С годами Федор из молодого стройного красавца превратился в Федора Анатольевича, полного, солидного директора хлебокомбината. Конечно, добытчиком в семье был он. Ляле отводилась почетная роль матери двух сыновей, которой, кроме работы, никуда нельзя было отлучаться. Будучи не совсем коммуникабельной, Ляля от этого не страдала, хотя при любом возможном случае она любила выставить себя в роли жертвы, которая в заточении. Абсолютно не приспособленная к жизни, она была без понятия, сколько стоит батон хлеба, и крайне удивилась, когда случайно узнала, что люди, оказывается, платят за свет, за газ и за другие коммунальные услуги, которыми пользуются.
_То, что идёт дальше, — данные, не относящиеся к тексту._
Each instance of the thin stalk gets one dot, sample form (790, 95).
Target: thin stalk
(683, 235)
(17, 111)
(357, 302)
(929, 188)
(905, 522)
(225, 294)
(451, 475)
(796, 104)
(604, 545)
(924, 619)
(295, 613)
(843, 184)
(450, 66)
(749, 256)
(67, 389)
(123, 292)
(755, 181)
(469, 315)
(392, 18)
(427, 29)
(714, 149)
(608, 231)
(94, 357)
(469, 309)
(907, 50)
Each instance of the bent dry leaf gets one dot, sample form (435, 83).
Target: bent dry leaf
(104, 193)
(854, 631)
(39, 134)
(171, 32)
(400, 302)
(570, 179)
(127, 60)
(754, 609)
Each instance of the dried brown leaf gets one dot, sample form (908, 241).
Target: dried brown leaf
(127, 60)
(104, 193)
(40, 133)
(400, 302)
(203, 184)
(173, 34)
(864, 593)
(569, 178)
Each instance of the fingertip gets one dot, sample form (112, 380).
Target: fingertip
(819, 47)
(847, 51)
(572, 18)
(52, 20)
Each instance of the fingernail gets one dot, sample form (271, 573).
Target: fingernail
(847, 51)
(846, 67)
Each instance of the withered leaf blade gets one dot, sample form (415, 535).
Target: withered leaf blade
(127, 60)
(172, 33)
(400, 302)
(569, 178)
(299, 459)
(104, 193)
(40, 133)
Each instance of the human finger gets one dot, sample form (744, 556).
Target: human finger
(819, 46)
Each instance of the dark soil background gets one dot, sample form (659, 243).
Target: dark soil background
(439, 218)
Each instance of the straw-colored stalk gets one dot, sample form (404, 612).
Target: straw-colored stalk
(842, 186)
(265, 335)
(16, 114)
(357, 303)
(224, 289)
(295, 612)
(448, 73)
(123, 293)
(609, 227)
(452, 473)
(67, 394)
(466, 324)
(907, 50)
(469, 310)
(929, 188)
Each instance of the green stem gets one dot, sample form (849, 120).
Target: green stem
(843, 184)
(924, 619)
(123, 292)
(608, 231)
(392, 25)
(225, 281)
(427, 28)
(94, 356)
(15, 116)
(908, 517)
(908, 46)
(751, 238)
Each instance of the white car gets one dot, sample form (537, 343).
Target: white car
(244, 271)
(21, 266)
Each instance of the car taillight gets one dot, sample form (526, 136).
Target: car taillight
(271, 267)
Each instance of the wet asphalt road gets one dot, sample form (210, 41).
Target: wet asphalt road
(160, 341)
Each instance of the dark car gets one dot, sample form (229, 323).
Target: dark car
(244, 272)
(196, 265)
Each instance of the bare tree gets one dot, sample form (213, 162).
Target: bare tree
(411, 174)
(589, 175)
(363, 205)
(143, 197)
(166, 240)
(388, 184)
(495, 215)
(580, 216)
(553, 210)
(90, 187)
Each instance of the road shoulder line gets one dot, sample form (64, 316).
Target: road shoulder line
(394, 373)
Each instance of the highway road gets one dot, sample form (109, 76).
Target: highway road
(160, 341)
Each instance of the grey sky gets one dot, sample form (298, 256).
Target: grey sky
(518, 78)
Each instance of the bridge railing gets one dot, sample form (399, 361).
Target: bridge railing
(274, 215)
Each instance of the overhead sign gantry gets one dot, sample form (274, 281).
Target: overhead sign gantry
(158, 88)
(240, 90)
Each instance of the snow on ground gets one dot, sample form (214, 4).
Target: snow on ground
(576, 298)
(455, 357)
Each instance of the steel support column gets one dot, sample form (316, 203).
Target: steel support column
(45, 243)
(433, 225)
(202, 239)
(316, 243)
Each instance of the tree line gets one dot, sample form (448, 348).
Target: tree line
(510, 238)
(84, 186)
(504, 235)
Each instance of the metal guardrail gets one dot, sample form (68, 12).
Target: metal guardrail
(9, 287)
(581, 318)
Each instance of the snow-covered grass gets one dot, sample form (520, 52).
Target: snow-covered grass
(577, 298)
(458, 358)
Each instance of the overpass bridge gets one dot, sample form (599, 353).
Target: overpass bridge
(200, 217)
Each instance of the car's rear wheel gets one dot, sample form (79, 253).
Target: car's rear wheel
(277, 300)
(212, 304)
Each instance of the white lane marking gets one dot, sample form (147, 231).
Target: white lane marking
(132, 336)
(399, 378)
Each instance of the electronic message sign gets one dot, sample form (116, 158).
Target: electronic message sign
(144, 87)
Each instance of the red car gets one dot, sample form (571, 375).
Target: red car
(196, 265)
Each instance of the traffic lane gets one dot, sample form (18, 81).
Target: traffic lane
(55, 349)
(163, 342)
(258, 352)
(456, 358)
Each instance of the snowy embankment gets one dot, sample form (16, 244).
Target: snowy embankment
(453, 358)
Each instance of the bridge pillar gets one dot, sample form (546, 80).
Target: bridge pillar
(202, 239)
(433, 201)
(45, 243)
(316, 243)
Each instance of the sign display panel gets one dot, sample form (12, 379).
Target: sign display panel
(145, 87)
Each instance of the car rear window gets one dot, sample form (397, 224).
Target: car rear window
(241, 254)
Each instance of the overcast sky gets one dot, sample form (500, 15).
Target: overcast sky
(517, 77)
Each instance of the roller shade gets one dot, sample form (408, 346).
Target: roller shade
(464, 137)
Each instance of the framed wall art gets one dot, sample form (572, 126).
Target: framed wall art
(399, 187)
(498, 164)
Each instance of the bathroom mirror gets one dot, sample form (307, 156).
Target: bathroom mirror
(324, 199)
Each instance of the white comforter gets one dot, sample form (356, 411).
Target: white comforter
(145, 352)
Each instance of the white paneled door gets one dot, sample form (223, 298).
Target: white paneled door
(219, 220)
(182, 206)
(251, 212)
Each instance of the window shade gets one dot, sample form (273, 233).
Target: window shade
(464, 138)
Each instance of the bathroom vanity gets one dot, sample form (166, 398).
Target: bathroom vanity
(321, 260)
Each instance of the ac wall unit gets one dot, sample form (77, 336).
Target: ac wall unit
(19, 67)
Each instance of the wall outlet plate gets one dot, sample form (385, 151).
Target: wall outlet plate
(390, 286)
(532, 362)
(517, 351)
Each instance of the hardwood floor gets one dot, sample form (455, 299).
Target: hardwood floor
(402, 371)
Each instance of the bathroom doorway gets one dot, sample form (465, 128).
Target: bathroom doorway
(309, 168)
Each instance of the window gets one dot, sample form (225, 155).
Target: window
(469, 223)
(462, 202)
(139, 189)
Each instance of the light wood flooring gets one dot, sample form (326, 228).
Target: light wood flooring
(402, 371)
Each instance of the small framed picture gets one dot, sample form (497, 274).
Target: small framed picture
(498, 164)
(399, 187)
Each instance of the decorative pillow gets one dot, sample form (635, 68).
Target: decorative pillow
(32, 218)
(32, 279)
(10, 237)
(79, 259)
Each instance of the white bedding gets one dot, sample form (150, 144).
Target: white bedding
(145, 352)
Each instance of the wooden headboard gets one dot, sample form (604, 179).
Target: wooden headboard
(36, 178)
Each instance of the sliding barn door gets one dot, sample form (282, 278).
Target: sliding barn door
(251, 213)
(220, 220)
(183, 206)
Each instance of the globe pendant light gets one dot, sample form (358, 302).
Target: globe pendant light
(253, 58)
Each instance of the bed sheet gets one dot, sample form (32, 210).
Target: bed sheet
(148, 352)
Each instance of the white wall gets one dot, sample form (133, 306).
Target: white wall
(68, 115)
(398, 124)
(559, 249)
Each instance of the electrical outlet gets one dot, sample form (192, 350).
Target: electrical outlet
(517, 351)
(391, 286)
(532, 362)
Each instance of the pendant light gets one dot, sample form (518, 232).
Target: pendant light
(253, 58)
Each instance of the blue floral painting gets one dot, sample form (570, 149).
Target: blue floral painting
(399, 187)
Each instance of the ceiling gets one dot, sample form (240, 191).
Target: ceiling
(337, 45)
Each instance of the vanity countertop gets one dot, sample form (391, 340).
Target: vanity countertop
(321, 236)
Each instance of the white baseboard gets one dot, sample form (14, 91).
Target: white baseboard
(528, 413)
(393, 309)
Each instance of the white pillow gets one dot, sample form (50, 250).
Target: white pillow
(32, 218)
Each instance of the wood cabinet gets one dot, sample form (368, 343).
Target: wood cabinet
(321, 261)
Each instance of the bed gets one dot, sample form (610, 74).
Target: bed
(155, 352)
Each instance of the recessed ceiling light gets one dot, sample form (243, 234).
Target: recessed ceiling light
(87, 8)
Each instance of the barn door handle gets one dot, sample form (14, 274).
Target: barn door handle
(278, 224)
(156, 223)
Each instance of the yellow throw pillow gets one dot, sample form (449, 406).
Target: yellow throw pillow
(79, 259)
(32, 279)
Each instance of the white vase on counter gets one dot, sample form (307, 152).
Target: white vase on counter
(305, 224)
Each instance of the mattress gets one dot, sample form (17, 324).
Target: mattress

Ляля работала в городской больнице и была уважаемым врачом в городе. После работы, к двум часам дня, она возвращалась домой, принимала душ, обедала и ложилась с книгой на свой любимый, продавленный, давно уже принявший форму ее тела диван и читала, начиная с научных публикаций и кончая классической литературой. Она обожала музыку и любила под настроение музицировать. Федор Анатольевич денег жене не давал, справедливо полагая, что деньги ей ни к чему, коль на нем лежит обязанность обеспечения семьи всем необходимым. Мою свекровь такое положение дел вполне устраивало, так как она не знала, что в принципе с ними делать.
Конец ознакомительного фрагмента.
Текст предоставлен ООО «ЛитРес».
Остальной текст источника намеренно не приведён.